Swimlane is one of the commonly used fault isolation methodologies. Swimlane adds a barrier to the service from other services so that failure on either of them won’t affect the other. Say we roll out a new feature ‘Advertisement’ in our content sharing app. We can have two architectures 
If Ads are generated on the fly synchronously during each Newsfeed request, the faults in the Ads feature get propagated to the Newsfeed feature. Instead if we swimlane the “Generation of Ads” service and use a shared storage to populate Newsfeed App, Ads failures won’t cascade to Newsfeed, and worst case if Ads don’t meet SLA , we can have Newsfeed without Ads.

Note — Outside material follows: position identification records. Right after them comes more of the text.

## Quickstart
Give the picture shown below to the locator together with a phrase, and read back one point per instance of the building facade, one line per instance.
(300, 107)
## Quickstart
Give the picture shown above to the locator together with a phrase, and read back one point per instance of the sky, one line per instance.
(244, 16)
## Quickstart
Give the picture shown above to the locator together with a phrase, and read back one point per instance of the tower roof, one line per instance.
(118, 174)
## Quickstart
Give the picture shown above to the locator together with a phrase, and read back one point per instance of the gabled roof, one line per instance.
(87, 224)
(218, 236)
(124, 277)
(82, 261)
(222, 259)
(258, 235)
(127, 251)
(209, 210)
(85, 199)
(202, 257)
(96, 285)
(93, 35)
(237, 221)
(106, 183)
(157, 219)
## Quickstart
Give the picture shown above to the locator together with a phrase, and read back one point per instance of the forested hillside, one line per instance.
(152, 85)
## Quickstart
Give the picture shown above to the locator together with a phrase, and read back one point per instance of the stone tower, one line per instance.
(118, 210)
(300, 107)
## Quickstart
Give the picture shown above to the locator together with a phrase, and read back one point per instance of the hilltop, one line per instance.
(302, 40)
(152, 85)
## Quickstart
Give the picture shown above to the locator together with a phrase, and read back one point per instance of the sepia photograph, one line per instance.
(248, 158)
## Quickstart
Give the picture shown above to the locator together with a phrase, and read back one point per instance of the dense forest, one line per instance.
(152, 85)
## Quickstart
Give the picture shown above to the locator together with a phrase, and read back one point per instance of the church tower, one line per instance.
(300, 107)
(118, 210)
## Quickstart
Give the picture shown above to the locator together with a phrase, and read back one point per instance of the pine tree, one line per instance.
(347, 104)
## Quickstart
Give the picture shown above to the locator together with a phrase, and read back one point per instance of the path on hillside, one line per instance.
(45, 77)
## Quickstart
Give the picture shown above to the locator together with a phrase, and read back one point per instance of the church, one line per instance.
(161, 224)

Let’s take another example, we have come up with a new model for our Content sharing App. Here we roll out an enterprise content sharing App where enterprises pay for the service and the content should never be shared outside the enterprise.

Swimlane Principles
Principle 1: Nothing is shared (also known as “share as little as possible”). The less that is shared within a swim lane, the more fault isolative the swim lane becomes. (as shown in Enterprise use-case)
Principle 2: Nothing crosses a swim lane boundary. Synchronous (defined by expecting a request—not the transfer protocol) communication never crosses a swim lane boundary; if it does, the boundary is drawn incorrectly. (as shown in Ads feature)
Swimlane Approaches
Approach 1: Swim lane the money-maker. Never allow your cash register to be compromised by other systems. (Tier 1 vs Tier 2 in enterprise use case)
Approach 2: Swim lane the biggest sources of incidents. Identify the recurring causes of pain and isolate them. (if Ads feature is in code yellow, swim laning it is the best option)
Approach 3: Swim lane natural barriers. Customer boundaries make good swim lanes. (Public vs Enterprise customers)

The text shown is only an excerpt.